Manning's decision to summon the electorate to the 1995 election came in the midst of a welter of political controversies, dismissal of an envoy by fax, the Southland mall row, and the Severn Trent contract, among them. He later conceded that he feared losing more seats if he had taken his administration to a full term. Analysts later surmised that Manning's cause was not helped by calling the election amid the emotion of the 150th anniversary of the arrival of East Indian indentured labourers. Manning's 1995 slip from national office led him to be demonised by his own party. Deputy leaders resigned, and he lost the lustre of his 1991 triumph. In that year, he had taken the PNM from the 1986 political scrapyard to a glorious electoral victory.
He was, after all, an accidental leader, one of only three PNM candidates to have survived the 1986 NAR avalanche. Muriel Donawa-McDavidson was never a political heavyweight and Morris Marshall was a neophyte, so it was obvious that Manning would have been made Leader of the Opposition and win leadership of the party, despite a sally from Dr Aeneas Wills. That was a far climb for Manning, who, in 1971 at age 24, the year of the no-vote campaign, was given the San Fernando East seat as a political gift. His family had been avowed disciples of PNM founder Dr Eric Williams and young Patrick was proffered into the political fray for an election that, incidentally, took place on May 24.
His early years as a representative were spent in ministerial apprenticeship under the tutelage of the heavy rollers of the day and until today he has mixed memories. His place in national, and especially PNM, history was assured until his startling 1995 decision to summon the nation to the polls while his political stocks were low. Much has happened for Manning since 1995, of course, including resounding electoral victories, much more aplomb in national office and increased regional presence. But a Prime Minister does not go to the electorate at mid-term without powerful reasons, and it is difficult to find factors in Manning's favour.
As they turn out to his evening rallies, even his balisier-waving partisans seem nonplussed. Over the past decade, Manning has presided over the largest budgets in Trinidad and Tobago's history, but issues of poverty, social and economic welfare are sure to dominate the five-week electoral campaign.
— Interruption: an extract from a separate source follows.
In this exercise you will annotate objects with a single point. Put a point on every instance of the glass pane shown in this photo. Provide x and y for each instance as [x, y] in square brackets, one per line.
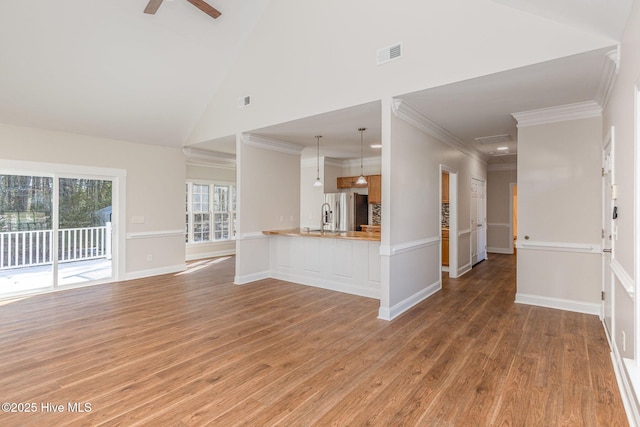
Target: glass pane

And while he is correct on the poor track records of local coalition arrangements, the patchwork deal between UNC and Congress of the People (COP), and the trade unions, presents him with a challenge similar to that of 1995. He would find himself in the cumbersome position Basdeo Panday faced in the UNC executive election: How do you campaign against a popular female contender with dazzle and folksy appeal?
With Manning in his mid-60s, this may be his final turn at the crease and he doubtlessly wants to pass the baton to Conrad Enill on an electoral high. But with a fast regrouping Opposition on his heels, corruption allegations in his face and national woes all around him, Manning is facing the political fight of his life. To be sure, he is a tough combatant with tremendous political acumen, all of which he would have to summon for a bruising encounter on May 24. As Manning tempts fate once more, November 6, 1995, will surely haunt him.